Now I already have the output of the transfer function, I am gonna merge the output with the ID of each passenger and see the rates of death that we got

Results¶

In [29]:

results = test.join(y_test["Survived"])

This function below will just compute the rate of survivorship of male and female

In [30]:

def SurvivalRate_expected(sex):
    rate_expected = (results.loc[results["Sex"] == sex].loc[results["Survived"] == True].shape[0])/(results.loc[results["Sex"] == sex].shape[0])
    print(f"{round(rate_expected*100,3)} % {sex} survived")

Now just calling the function

In [31]:

SurvivalRate_expected("female")
SurvivalRate_expected("male")

78.289 % female survived
7.519 % male survived

Let's compare the results with the know ones from the training data set

In [33]:

barWidth = 0.3
bars1 = [74.204, 18.891]
bars2 = [78.289, 7.519]
r1 = np.arange(len(bars1))
r2 = [x + barWidth for x in r1]
 
plt.bar(r1, bars1, width = barWidth, color = 'blue', edgecolor = 'black', capsize=7, label='Real')
plt.bar(r2, bars2, width = barWidth, color = 'cyan', edgecolor = 'black', capsize=7, label='Expected')
plt.xlabel('Women vs Men')

plt.ylabel('Percentage of Survivors')
plt.legend()
plt.show()

Conclusions¶

Your chances of surviving in the Titanic were pretty high if you were a kid or a women, also the higher the class of your ticket the more chances you had of surviving, and that magical number of 3 relatives in the boat got chances quite high too. To compare.

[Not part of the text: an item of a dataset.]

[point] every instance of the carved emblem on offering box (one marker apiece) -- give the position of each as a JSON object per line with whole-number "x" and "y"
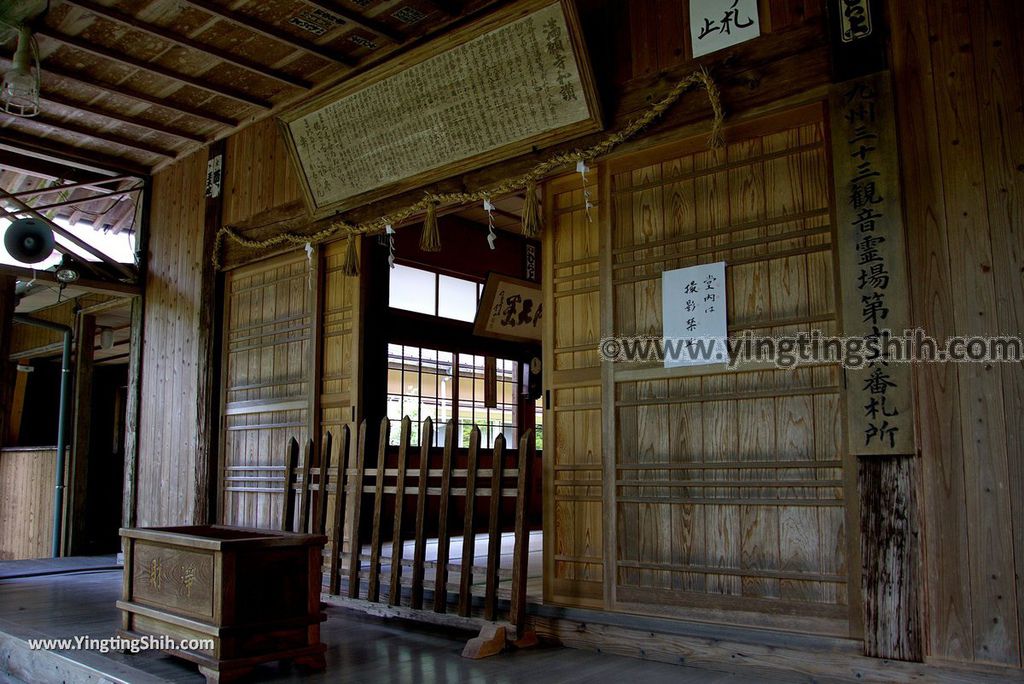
{"x": 512, "y": 81}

Comparing the real values with the expected ones we can see that maybe the algorithm was a bit too optimistic about women and a little pesimistic about men

This has been my first approach to Data Science and Machine Learning, I've learnt a lot and hope to keep on doing so in the upcoming weeks, hopefully I'll do the same problem again and get a more appropiate value, who knows?